Testo di Gianfranco Bruno, Genova 1983

“I fogli di Silvana Martignoni”

[….]Al di là di ogni atteggiamento sperimentale, suggestivo per chi, come questa giovane artista, conduce la propria ricerca su lastra incisoria, Martignoni ha scelto la grafica come uno strumento di scoperta emozionale e anzi, forse proprio la duttilità di quel mezzo e le infinite possibilità di variazione che esso propizia, le consentono l’approfondimento del proprio delicato mondo poetico.
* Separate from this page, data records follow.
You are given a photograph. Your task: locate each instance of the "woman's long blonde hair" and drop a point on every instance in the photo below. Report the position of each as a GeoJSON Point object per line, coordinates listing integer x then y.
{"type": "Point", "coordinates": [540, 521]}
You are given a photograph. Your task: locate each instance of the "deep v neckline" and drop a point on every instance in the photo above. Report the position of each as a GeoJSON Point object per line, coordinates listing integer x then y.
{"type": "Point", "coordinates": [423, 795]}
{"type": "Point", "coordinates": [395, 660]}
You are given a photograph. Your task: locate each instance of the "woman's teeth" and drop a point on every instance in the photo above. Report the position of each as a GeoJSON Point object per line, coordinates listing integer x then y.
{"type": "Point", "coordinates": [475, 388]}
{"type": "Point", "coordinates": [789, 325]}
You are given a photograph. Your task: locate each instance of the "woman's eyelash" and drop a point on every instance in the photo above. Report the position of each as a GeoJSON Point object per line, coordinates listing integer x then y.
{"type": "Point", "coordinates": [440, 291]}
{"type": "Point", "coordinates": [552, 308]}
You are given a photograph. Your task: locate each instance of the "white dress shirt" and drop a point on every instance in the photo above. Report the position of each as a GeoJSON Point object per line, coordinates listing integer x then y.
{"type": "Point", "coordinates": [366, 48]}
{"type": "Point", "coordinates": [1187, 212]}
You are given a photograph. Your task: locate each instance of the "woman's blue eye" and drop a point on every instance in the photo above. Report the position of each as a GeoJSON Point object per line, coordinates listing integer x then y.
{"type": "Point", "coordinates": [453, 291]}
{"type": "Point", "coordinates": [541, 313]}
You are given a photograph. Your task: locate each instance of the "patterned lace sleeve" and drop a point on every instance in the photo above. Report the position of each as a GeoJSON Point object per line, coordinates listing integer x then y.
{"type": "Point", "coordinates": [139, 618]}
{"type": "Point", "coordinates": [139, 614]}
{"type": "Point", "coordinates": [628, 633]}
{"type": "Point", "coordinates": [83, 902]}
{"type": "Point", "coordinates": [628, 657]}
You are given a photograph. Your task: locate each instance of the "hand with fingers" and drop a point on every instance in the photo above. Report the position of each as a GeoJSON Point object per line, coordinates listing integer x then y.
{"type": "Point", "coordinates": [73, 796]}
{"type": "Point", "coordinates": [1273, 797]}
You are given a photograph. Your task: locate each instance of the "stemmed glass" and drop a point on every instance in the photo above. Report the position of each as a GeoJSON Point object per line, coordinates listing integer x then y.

[….] Questa poetica di ombre e luci, fatta sottile dall’assiduo vegliare dell’artista sull’incorporeità di segni leggeri, tremuli come erbe di prato,, trova nel bianco e nero un riferimento tutto spirituale di quell’esperienza di natura da cui pure l’immagine trae origine. Si capisce anche perché talvolta l’artista scavi l’oggetto sino a rivelarne un’estenuata forma: l’analisi è conoscenza, tramite necessario a quel librarsi d’ogni forma, tuttora evidente, nel trasparente tessuto dell’immagine. Così Martignoni dispone un repertorio di segni che si amplia molteplice sull’infinita natura, e quell’attitudine amorevole verso le forme naturali è solo una via alla scoperta del proprio mondo fantastico. L’aria che scorre leggera nelle immagini dell’artista, è si il respiro di natura, ma divenuto materia di luce che ricompone nell’unità della forma la dispiegata ricchezza del vero.